À Bukavu, les opérations d’assainissement se poursuivent. La mairie, en partenariat avec l’association Green Life, engagée dans le ramassage et l’évacuation des déchets, multiplie les actions pour améliorer la salubrité dans différents quartiers de la ville
Depuis plusieurs jours, certains axes et espaces publics commencent à changer de visage. Des tas d’immondices sont évacués, des espaces nettoyés et des camions-bennes mobilisés pour assurer le transport des déchets vers les sites appropriés.
Cette campagne s’inscrit dans la dynamique d’assainissement mise en avant par les autorités de l’AFC-M23, avec l’objectif affiché d’améliorer le cadre de vie de la population.
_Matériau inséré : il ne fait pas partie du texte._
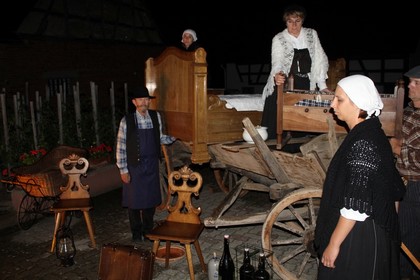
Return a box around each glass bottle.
[254,253,270,280]
[218,234,235,280]
[239,247,254,280]
[208,252,219,280]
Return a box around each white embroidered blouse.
[262,27,329,99]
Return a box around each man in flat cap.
[390,66,420,279]
[116,86,175,243]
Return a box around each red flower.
[2,168,14,177]
[19,148,48,165]
[88,144,112,159]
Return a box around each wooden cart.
[145,47,405,279]
[204,116,340,280]
[204,80,404,279]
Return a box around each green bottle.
[254,253,270,280]
[218,234,235,280]
[239,247,254,279]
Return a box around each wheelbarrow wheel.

Au niveau provincial, cette démarche est portée par le gouverneur du Sud-Kivu, Patrick Busu Bwa Ngwi Nshombo. À Bukavu, le maire de la ville, Dr Nicolas Kyalangalilwa Mulondani, assure la mise en œuvre des opérations d’assainissement à travers la mobilisation des services urbains, des structures de collecte et de la population.
Pour l’autorité urbaine, la propreté de Bukavu ne peut reposer uniquement sur les pouvoirs publics. Chaque habitant est appelé à contribuer à l’assainissement de la ville, notamment en s’abonnant aux structures de collecte des déchets, en respectant les programmes d’évacuation et en participant aux travaux communautaires.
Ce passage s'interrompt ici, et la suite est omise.